For over thirty years Susan Wolf has been writing about moral and nonmoral values and the relation between them. This volume collects Wolf's most important essays on the topics of morality, love, and meaning, ranging from her classic essay "Moral Saints" to her most recent "The Importance of Love." Wolf's essays warn us against the common tendency to classify values in terms of a dichotomy that contrasts the personal, self-interested, or egoistic with the impersonal, altruistic or moral. On Wolf's view, this tendency ignores or distorts the significance of such values as love, beauty, and truth, and neglects the importance of meaningfulness as a dimension of the good life. These essays show us how a self-conscious recognition of the variety of values leads to new understandings of the point, the content, and the limits of morality and to new ways of thinking about happiness and well-being.

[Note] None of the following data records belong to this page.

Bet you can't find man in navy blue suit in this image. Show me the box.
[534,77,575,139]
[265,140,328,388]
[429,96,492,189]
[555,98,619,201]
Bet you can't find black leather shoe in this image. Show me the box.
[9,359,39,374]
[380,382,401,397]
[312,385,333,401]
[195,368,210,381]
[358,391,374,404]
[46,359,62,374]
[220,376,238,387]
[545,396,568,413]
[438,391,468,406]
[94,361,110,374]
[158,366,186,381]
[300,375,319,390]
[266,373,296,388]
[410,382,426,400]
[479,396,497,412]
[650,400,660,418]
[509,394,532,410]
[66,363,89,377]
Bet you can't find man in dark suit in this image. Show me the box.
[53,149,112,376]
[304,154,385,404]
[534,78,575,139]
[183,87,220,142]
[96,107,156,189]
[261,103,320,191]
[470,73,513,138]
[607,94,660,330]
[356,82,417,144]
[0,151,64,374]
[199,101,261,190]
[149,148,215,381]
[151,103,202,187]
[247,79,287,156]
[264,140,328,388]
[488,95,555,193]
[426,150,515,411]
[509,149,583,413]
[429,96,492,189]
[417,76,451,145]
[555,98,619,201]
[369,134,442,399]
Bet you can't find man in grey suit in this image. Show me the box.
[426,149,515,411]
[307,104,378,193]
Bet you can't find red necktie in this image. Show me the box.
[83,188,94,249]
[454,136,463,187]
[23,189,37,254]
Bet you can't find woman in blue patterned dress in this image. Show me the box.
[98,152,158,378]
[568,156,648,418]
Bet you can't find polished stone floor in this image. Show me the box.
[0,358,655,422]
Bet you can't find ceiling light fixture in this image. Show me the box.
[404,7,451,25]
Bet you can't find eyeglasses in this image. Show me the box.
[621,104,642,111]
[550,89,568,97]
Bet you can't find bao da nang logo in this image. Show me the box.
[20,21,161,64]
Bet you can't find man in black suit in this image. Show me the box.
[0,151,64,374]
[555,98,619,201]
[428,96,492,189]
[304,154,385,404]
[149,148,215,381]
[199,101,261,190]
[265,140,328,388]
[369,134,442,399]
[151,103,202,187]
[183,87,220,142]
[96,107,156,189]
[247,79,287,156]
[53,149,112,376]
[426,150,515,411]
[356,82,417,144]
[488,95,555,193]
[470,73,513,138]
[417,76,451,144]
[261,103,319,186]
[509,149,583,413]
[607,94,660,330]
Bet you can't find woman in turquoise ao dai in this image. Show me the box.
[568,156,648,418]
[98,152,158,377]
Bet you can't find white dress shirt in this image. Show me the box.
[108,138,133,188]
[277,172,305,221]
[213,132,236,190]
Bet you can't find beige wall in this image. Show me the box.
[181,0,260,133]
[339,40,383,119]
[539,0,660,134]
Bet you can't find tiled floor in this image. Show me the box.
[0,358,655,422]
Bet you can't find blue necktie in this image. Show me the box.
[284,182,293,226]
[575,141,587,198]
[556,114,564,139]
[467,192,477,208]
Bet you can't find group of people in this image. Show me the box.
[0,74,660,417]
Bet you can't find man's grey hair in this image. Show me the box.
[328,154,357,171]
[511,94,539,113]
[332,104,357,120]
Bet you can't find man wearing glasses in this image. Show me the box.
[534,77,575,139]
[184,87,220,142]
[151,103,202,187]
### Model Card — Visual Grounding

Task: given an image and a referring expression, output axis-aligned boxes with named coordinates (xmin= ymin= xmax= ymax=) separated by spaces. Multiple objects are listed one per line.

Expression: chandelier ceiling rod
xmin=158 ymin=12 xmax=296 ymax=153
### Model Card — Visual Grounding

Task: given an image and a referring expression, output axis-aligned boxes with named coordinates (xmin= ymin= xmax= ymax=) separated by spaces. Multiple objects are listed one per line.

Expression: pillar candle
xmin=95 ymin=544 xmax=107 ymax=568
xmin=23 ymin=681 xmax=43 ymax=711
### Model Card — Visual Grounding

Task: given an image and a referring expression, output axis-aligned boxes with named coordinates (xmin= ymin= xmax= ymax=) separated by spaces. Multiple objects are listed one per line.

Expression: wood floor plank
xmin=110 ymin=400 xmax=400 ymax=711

Susan R. Wolf (born 1952) is a moral philosopher and philosopher of action who is the Edna J. Koury Professor of Philosophy at the University of North Carolina at Chapel Hill.
Wolf earned a BA from Yale University in philosophy and mathematics and a PhD in philosophy from Princeton University with a dissertation directed by Thomas Nagel.
Before taking up her current position at North Carolina, Wolf taught at Harvard University, the University of Maryland, and the Johns Hopkins University.
Wolf was elected a Fellow of the American Academy of Arts and Sciences in 1999 and of the American Philosophical Society in 2006. She received a Mellon Distinguished Achievement Award in the Humanities in 2002.
Her husband, Douglas MacLean, is also a philosopher teaching at UNC-Chapel Hill.
For whatever positivist reason, analytic philosophers have spent most of their time examining questions concerning language, logic, and mind rather than questions concerning humanity and practical life. Sure, things have changed now, but not without Wolf's groundbreaking work. In my view, Wolf is one of the greatest philosophers to have shown that the analytic tradition has been mistaken in its narrow focus and that there is so much more enriching work still to be done concerning, say, love, meaning in life, and the very point of morality itself.